We’ll use the classic iris dataset. It contains 150
flower measurements from three species.
data(iris)
head(iris)
## Sepal.Length Sepal.Width Petal.Length Petal.Width Species
## 1 5.1 3.5 1.4 0.2 setosa
## 2 4.9 3.0 1.4 0.2 setosa
## 3 4.7 3.2 1.3 0.2 setosa
## 4 4.6 3.1 1.5 0.2 setosa
## 5 5.0 3.6 1.4 0.2 setosa
## 6 5.4 3.9 1.7 0.4 setosa
The variables Sepal.Length, Sepal.Width,
Petal.Length, and Petal.Width will be used for
PCA, while Species is a grouping factor.
We’ll use prcomp() on the four numeric variables and
scale them to equalize variance.
pca_fit <- prcomp(iris[, 1:4], scale. = TRUE)
summary(pca_fit)
## Importance of components:
## PC1 PC2 PC3 PC4
## Standard deviation 1.7084 0.9560 0.38309 0.14393
## Proportion of Variance 0.7296 0.2285 0.03669 0.00518
## Cumulative Proportion 0.7296 0.9581 0.99482 1.00000
The summary shows how much variance is explained by each principal component (PC).
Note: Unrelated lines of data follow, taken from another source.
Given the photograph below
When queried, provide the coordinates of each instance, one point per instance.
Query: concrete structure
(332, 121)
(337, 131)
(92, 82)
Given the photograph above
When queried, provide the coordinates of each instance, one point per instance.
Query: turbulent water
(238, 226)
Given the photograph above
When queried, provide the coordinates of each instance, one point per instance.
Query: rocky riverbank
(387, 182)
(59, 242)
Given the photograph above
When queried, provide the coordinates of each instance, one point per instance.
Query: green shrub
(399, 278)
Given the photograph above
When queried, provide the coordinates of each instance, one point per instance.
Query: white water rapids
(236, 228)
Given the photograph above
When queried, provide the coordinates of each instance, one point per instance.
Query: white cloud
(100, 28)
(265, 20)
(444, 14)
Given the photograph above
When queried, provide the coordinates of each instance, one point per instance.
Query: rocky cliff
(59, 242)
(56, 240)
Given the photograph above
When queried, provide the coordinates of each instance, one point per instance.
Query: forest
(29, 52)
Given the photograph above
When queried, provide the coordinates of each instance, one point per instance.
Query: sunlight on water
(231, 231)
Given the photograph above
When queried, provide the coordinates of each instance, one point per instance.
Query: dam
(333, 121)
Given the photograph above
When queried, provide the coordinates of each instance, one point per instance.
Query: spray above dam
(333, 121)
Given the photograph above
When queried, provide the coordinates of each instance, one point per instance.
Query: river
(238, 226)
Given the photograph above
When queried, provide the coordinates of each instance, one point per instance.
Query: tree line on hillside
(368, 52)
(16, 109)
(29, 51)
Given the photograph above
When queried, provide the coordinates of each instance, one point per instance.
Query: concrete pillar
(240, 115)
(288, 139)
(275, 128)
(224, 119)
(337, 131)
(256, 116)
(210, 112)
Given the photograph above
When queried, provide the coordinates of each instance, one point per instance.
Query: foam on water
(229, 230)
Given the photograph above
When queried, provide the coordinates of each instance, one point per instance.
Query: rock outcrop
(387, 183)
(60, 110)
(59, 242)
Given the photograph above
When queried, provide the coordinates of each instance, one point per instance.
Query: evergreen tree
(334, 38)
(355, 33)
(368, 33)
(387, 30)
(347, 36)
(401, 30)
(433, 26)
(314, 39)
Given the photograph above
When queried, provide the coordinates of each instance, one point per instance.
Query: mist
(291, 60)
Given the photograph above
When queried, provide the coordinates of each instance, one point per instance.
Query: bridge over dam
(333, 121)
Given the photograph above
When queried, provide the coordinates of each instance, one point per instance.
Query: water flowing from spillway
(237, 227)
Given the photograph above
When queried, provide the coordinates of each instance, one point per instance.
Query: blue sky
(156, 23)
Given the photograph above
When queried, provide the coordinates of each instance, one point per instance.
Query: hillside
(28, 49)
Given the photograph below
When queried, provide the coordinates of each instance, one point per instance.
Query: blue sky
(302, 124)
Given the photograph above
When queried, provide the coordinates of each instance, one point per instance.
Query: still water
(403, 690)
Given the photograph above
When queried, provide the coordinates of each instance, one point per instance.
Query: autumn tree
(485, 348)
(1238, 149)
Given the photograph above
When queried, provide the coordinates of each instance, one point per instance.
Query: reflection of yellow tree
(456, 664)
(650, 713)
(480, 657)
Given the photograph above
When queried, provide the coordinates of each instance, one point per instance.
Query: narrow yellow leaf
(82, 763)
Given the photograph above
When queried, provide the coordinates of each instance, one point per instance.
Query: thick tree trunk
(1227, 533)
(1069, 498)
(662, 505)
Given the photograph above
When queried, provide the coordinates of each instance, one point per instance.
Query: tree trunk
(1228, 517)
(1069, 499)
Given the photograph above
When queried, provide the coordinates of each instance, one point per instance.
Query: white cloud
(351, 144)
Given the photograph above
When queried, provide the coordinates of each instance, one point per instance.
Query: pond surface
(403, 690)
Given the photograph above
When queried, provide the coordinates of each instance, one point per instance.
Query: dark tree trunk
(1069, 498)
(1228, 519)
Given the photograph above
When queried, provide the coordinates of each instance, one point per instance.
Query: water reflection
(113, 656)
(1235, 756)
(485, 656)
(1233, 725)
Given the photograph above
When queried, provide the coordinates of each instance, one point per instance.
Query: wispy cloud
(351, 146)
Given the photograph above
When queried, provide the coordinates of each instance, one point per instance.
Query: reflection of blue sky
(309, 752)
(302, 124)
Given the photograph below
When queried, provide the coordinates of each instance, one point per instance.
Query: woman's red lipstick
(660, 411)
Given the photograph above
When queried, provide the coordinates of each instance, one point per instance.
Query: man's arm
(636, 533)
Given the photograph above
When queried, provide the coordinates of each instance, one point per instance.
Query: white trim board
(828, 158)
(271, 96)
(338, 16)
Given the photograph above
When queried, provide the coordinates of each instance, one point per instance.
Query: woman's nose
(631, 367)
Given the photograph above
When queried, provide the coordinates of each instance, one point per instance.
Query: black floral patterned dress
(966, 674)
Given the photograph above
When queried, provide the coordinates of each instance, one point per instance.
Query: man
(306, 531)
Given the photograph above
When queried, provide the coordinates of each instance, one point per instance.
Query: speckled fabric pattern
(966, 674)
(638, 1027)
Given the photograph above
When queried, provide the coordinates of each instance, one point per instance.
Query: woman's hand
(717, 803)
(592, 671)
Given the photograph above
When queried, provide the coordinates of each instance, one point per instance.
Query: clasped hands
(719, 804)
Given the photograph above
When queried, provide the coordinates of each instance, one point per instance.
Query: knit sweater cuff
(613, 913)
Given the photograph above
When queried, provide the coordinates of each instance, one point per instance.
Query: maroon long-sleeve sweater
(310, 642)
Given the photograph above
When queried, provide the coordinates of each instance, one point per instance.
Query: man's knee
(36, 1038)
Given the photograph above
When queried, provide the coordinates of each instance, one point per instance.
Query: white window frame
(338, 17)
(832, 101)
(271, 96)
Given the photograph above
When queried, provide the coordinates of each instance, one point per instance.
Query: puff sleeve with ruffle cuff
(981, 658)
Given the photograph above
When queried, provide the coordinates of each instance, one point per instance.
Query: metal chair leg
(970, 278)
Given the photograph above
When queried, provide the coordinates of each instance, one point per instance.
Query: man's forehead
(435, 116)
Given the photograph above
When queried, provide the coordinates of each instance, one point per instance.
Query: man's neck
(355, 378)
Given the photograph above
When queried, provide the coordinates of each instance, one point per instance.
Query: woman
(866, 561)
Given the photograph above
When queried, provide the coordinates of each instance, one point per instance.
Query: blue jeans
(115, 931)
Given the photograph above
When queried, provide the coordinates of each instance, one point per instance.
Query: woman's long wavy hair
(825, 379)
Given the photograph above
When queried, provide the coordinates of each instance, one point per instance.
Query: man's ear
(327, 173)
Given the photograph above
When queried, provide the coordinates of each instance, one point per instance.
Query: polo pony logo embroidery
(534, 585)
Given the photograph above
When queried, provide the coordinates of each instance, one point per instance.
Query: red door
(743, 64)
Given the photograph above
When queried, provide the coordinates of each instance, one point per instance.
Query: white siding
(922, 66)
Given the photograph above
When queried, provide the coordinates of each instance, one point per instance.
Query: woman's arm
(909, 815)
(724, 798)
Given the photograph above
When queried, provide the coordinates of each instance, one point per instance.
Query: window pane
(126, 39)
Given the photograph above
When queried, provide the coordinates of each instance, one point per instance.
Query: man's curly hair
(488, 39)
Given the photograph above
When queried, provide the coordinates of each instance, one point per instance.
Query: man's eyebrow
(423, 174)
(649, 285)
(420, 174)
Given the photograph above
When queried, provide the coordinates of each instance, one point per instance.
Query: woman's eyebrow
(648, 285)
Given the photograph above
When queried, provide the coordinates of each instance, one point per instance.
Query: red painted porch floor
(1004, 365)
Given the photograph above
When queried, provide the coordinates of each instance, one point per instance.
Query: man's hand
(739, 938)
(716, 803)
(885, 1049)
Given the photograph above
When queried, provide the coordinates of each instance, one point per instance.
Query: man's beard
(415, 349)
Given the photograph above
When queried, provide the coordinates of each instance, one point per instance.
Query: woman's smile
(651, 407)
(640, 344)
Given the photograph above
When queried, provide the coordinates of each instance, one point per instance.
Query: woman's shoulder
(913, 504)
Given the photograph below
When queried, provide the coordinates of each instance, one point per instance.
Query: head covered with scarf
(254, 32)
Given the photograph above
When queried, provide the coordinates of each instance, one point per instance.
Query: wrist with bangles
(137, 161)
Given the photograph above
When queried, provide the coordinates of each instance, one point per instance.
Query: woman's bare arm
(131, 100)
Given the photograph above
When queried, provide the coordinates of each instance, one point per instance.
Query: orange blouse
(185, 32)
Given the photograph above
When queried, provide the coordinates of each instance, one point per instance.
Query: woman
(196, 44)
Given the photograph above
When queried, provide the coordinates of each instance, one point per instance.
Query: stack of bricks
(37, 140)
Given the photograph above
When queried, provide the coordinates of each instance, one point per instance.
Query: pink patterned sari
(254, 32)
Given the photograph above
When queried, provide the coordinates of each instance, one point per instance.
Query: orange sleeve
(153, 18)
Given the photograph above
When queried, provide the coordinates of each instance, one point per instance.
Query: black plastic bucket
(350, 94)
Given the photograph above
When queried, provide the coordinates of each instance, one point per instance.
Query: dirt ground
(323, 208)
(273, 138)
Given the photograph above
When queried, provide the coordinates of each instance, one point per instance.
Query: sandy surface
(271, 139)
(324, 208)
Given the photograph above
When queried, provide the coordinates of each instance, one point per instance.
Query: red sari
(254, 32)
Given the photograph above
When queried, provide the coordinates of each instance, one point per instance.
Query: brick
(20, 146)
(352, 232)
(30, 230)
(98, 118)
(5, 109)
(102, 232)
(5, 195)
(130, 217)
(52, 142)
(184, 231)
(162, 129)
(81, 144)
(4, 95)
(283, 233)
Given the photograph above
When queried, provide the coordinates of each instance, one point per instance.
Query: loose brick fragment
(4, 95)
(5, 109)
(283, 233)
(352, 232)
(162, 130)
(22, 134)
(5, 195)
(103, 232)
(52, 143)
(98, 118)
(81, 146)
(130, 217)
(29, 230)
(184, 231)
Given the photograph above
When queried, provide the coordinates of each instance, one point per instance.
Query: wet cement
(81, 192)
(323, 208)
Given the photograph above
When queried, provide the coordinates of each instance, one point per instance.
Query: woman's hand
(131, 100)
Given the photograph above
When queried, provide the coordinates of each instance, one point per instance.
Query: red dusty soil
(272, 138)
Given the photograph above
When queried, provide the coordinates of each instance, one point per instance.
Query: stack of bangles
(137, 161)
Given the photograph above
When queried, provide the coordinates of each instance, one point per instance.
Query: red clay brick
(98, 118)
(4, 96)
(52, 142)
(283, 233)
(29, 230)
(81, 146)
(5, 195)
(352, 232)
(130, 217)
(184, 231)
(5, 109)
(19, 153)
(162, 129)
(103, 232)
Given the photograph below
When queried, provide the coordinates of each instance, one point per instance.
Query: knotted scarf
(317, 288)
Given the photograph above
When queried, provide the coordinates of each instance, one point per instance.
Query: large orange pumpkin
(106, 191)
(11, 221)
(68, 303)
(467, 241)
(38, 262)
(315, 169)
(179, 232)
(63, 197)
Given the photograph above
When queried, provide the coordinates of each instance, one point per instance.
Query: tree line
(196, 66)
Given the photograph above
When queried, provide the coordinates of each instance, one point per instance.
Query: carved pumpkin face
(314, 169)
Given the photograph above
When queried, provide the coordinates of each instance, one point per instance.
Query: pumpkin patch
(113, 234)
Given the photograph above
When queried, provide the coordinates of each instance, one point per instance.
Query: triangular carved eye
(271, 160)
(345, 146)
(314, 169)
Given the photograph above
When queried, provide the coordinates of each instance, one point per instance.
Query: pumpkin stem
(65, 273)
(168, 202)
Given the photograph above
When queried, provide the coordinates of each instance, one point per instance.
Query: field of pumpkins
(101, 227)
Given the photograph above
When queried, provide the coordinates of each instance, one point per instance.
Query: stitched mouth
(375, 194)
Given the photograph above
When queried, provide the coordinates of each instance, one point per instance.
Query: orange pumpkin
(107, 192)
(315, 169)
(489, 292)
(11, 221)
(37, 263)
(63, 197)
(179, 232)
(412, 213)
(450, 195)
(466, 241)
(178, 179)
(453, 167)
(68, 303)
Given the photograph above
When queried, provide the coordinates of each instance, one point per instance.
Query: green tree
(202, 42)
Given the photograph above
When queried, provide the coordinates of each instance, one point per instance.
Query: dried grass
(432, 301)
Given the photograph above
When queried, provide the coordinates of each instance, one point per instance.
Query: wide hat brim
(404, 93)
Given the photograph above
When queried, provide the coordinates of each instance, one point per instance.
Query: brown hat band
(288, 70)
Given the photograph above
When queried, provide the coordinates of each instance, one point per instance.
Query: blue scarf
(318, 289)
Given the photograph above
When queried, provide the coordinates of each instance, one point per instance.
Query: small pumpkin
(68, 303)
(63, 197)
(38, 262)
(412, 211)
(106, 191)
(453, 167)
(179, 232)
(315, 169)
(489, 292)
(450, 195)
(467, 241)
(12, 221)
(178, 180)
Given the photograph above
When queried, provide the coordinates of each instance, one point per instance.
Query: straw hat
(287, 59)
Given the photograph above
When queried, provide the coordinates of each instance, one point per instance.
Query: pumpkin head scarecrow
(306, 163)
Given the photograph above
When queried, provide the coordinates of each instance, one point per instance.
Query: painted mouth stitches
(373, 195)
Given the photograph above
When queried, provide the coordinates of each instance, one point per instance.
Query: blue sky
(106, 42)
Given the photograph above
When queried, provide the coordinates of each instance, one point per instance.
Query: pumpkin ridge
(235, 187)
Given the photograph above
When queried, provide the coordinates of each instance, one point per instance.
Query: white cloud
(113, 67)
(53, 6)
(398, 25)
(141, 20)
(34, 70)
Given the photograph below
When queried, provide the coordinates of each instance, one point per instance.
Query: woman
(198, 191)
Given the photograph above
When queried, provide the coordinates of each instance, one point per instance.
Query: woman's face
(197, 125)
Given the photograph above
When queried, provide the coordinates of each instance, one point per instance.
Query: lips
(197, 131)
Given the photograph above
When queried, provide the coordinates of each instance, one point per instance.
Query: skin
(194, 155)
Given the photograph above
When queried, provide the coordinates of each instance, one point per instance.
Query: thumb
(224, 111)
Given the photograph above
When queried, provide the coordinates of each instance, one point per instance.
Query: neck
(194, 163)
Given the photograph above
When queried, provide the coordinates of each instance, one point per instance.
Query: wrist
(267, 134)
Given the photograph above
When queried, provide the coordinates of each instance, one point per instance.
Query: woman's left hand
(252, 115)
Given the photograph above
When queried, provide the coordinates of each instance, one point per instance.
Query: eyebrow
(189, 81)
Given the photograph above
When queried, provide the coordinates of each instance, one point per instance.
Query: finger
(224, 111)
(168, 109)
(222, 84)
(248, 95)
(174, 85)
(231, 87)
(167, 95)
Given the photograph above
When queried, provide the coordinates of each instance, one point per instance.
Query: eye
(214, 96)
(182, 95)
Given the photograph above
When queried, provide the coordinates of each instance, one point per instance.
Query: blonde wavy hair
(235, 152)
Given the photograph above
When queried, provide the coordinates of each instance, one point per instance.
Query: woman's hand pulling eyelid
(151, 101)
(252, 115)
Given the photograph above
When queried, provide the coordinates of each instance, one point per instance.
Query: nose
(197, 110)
We can plot the first two principal components using base R. Points are colored by species.
species_colors <- c("setosa" = "red", "versicolor" = "green", "virginica" = "blue")
plot(pca_fit$x[, 1], pca_fit$x[, 2],
col = species_colors[iris$Species],
pch = 19,
xlab = "PC1",
ylab = "PC2",
main = "Base R PCA Plot: iris dataset")
legend("topright", legend = names(species_colors), col = species_colors, pch = 19)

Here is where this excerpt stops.